Single by MadeinTYO

from the album You Are Forgiven
- Released: February 26, 2016
- Recorded: 2015
- Genre: Hip hop; trap;
- Length: 2:33
- Label: Privateclub; Warner Bros.;
- Songwriters: Malcolm Davis; Karl Hamnqvist;
- Producer: K Swisha

MadeinTYO singles chronology
|  | "Uber Everywhere" (2016) | "I Want" (2016) |

Music video
- "Uber Everywhere" on YouTube

= Uber Everywhere =

"Uber Everywhere" is the debut single by American rapper MadeinTYO, released on February 26, 2016 by Privateclub Records. Produced by K Swisha, the song is about the extensive use of Uber. "Uber Everywhere" peaked at number 51 on the Billboard Hot 100. The single was certified double platinum by the Recording Industry Association of America (RIAA).

==Music video==
The song's accompanying music video premiered on August 21, 2015 on Privateclub Records YouTube channel. Since its release, the music video has received over 59 million views on YouTube. Credit for directing was given to Maria Skobeleva.

==Remixes==
On July 12, 2016 an official remix was released accompanying a music video featuring American rapper and record producer Travis Scott, this remix was the version included on MadeinTYO's mixtape You Are Forgiven. Tory Lanez released his own modified remix of the song. Trey Songz released a remix entitled "Lyft Everywhere". Also remixed by American rapper Trill Sammy. British rapper Black The Ripper released a pro-cannabis version of the song entitled "Light Up Everywhere".
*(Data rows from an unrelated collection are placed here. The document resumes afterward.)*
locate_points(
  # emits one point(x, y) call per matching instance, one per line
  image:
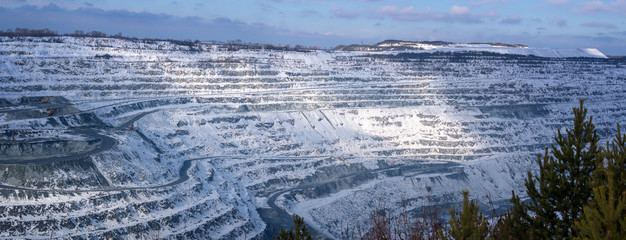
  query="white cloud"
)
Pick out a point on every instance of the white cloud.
point(617, 7)
point(557, 2)
point(458, 10)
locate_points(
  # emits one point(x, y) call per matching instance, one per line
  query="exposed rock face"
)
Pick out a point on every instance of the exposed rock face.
point(195, 142)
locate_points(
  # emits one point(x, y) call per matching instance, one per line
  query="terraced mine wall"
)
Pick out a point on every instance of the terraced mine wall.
point(212, 142)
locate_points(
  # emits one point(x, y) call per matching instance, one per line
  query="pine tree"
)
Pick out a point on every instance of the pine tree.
point(557, 195)
point(300, 232)
point(469, 225)
point(605, 216)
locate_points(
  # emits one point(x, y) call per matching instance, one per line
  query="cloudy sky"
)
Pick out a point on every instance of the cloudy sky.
point(326, 23)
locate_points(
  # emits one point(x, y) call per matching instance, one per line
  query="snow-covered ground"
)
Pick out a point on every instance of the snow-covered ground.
point(326, 135)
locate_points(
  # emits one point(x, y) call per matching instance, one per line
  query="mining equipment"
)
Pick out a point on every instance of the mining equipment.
point(51, 111)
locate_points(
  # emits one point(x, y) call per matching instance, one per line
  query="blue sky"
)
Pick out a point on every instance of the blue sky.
point(326, 23)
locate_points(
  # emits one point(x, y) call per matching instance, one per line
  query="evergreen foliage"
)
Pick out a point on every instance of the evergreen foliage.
point(563, 186)
point(469, 224)
point(605, 216)
point(299, 233)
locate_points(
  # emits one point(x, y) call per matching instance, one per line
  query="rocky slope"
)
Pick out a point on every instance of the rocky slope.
point(225, 143)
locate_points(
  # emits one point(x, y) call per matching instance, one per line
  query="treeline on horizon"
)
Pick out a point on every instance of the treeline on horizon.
point(232, 45)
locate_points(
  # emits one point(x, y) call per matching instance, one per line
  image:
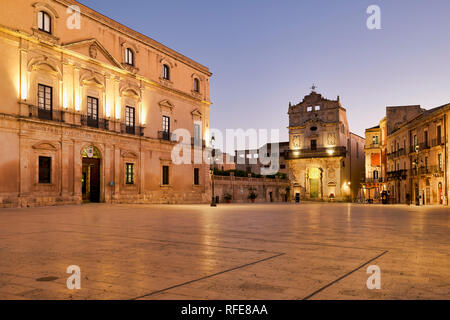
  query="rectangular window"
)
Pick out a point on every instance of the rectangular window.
point(45, 101)
point(165, 175)
point(92, 112)
point(196, 176)
point(375, 140)
point(197, 129)
point(45, 169)
point(166, 124)
point(129, 173)
point(438, 135)
point(44, 22)
point(130, 119)
point(313, 144)
point(92, 108)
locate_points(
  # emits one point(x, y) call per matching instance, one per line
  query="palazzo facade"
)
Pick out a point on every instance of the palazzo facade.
point(88, 111)
point(325, 160)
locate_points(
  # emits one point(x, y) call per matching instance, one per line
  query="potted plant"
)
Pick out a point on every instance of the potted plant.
point(228, 197)
point(252, 195)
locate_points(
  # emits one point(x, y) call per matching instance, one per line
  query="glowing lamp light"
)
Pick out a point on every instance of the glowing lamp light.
point(118, 110)
point(77, 102)
point(65, 101)
point(24, 90)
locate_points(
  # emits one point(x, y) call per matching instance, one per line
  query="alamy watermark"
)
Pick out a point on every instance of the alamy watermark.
point(374, 20)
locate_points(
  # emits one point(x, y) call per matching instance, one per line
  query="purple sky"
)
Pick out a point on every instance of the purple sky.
point(266, 53)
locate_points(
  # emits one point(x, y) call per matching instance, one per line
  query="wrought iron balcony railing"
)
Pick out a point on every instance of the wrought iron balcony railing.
point(43, 114)
point(94, 123)
point(397, 175)
point(167, 136)
point(316, 153)
point(196, 142)
point(134, 130)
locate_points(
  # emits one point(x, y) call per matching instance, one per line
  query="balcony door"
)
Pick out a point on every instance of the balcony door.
point(45, 102)
point(92, 108)
point(166, 127)
point(130, 120)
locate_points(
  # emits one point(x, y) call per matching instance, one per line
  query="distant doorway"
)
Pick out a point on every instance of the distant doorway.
point(90, 175)
point(314, 188)
point(314, 183)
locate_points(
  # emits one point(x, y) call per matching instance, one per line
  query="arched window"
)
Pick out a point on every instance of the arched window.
point(166, 72)
point(44, 22)
point(129, 57)
point(196, 85)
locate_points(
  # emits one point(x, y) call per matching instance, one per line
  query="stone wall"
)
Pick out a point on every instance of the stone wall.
point(241, 187)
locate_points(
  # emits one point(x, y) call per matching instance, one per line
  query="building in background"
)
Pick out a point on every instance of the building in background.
point(375, 156)
point(325, 160)
point(224, 161)
point(250, 160)
point(87, 114)
point(417, 155)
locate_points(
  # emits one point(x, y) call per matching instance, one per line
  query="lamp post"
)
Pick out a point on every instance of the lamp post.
point(213, 155)
point(416, 163)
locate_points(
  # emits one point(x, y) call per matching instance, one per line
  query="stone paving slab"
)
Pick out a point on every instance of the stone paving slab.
point(237, 251)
==Commercial performance==
"Uber Everywhere" debuted at number 99 on Billboard Hot 100 for the chart dated April 16, 2016. The song peaked at number 51 on the Billboard Hot 100.

==Charts==

===Weekly charts===

| Chart (2016) | Peak position |
|---|---|
| US Billboard Hot 100 | 51 |
| US Hot R&B/Hip-Hop Songs (Billboard) | 16 |
| US Hot Rap Songs (Billboard) | 11 |

===Year-end charts===

| Chart (2016) | Position |
|---|---|
| US Hot R&B/Hip-Hop Songs (Billboard) | 44 |

==Certifications==

| Region | Certification | Certified units/sales |
| United States (RIAA) | 2× Platinum | 2,000,000^{‡} |
^{‡} Sales+streaming figures based on certification alone.